“But she never can again. Ours was then merely a tacit understanding. Now, supposing me ever to hear what she may hint or say, do you imagine I should give the slightest heed to it? I would not believe her news of a person I had never seen; and do you think she can make the slightest impression on me with regard to you.”
“It seems unreasonable at this moment; but yet, I have a superstitious dread of the power of spirits of evil.”
“Superstitious, indeed! I defy them all, now that we have once understood each other. If she were able to do far more than she can—if she could load the winds with accusations against you—if she could haunt my dreams, and raise you up in visions mocking at me—I believe she could not move me now. Before, I blamed myself—I thought I was lost in vanity and error: now that I have once had certainty, we are safe.”
“You are right, I trust—I believe it. But there is a long hard battle to be fought yet. It fills me with shame to think how she treats you in every relation you have. She is cruel to Maria Young. She hopes to reach you through her. Ah! you will hear nothing of it from Maria, I dare say; but she spoke infamously to her this morning, before Mrs Levitt. Mrs Levitt happened to be sitting with Maria, when Priscilla and one or two of the children went in. Mrs Levitt spoke of us: Priscilla denied our engagement: Maria asserted it—very gently, but quite decidedly. Priscilla reminded her of her poverty and infirmities, spoke of the gratitude she owed to those from whom she derived her subsistence, and reproached her with having purposes of her own to answer, in making matches in the families of her employers.”
“And Maria?”
“Maria trembled excessively, the children say, weak and reduced by pain as she is. One can hardly conceive of temper carrying any woman into such cruelty! Mrs Levitt rose, in great concern and displeasure, to go: but Maria begged her to sit down again, sent one of the children for me, and appealed to me to declare what share she had had in my engagement with you. I set her right with Mrs Levitt, who, I am convinced, sees how the matter stands. But it was really a distressing scene.”
“And before the children, too!”
“That was the worst part of it. They stood looking from the furthest corner of the room in utter dismay. It would have moved any one but Priscilla to see the torrent of tears Maria shed over them, when they came timidly to wish her good morning, after Mrs Levitt was gone. She said she could do nothing more for them: they had been taught to despise her, and her relation to them was at an end.”
“It is; it must be,” exclaimed Margaret. “Is there no way of stopping a career of vice like this? While Mrs Plumstead gets a parish boy whipped for picking up her hens’ eggs from among the nettles, is Maria to have no redress for slander which takes away her peace and her bread?”
“She shall have redress.
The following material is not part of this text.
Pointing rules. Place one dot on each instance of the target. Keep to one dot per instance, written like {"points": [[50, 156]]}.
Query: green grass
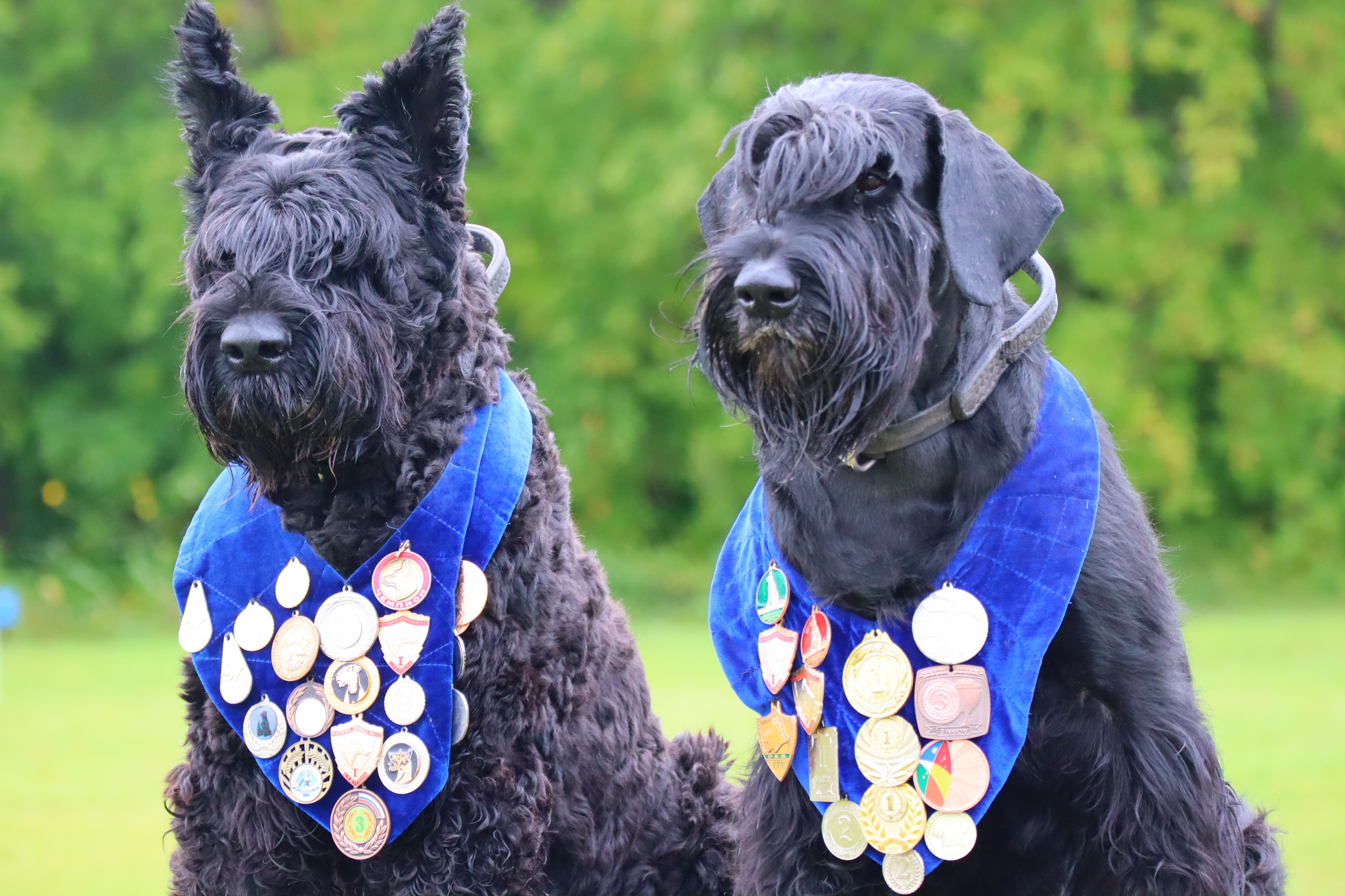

For the children’s sake, as well as her own, her connection with them must go on. I do not exactly see how; but the thing must be done. I dread speaking to poor Rowland about any of these things; I know it makes him so wretched: but the good and the innocent must not be sacrificed. If these poor children must despise somebody, their contempt must be made to fall in the right place, even though it be upon their mother.”